The truth hurt, for despite being fully recovered, I was still wobbly on uneven ground after spending years in metal leg braces (more like medieval torture devices) to correct a mild bout of childhood polio. He saw my disappointment and sighed. "Perhaps next time."

That's what he always said, but there was never a next time.

When I was six years old, I'd been chastised for trying to walk like Father, mimicking his mix of cowboy-boxer swagger that Mother deemed entirely unladylike. At ten, I'd been reprimanded for trying to talk like him, peppering dee-lighted into every other sentence and grinning in a way no gently bred girl ever should.
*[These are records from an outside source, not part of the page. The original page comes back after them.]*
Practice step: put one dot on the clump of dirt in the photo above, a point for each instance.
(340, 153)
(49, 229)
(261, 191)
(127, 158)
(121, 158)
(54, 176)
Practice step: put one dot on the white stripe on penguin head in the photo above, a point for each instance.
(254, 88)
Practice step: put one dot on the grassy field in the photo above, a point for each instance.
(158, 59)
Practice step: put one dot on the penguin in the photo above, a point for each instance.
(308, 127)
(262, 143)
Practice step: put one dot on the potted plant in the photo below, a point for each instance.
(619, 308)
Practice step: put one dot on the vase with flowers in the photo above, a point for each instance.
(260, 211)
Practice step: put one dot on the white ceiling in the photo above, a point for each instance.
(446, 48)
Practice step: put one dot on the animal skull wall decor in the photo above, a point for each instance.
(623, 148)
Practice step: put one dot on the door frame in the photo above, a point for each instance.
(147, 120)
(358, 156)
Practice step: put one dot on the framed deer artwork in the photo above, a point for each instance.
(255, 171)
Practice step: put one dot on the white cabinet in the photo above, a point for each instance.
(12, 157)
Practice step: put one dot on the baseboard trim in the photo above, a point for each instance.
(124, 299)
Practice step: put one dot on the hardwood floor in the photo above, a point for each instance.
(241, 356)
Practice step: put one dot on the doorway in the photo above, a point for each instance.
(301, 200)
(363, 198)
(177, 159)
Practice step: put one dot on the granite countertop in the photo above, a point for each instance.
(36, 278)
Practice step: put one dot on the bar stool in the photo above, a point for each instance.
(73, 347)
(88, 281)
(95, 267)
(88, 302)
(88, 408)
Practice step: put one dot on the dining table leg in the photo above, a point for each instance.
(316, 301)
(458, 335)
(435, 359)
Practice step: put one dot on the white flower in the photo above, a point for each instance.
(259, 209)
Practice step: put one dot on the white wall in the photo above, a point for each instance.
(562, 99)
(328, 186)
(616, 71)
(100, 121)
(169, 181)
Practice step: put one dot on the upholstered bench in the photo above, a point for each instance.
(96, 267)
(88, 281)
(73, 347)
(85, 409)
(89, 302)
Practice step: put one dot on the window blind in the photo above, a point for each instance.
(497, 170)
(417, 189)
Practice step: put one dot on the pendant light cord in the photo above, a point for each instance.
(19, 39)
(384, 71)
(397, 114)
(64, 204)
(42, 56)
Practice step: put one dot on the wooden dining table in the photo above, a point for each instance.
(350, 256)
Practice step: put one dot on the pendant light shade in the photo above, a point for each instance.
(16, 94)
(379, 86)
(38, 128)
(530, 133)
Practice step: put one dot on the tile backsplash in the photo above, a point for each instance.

Now, at seventeen, I'd have hiked to Canada barefoot if it meant spending an afternoon with just him and me.

Instead, it's the same as always, any excuse so my own father doesn't have to spend time with me.

For no matter how Father romped and played with his five other children—Mother's children—I was always the child who carried his first wife's name and blue-gray eyes.

And nothing I did would ever make up for that crime.

"I'll have to ride to find him," the ranger said, wiping the rain from his face before stuffing his mangled hat back onto his head.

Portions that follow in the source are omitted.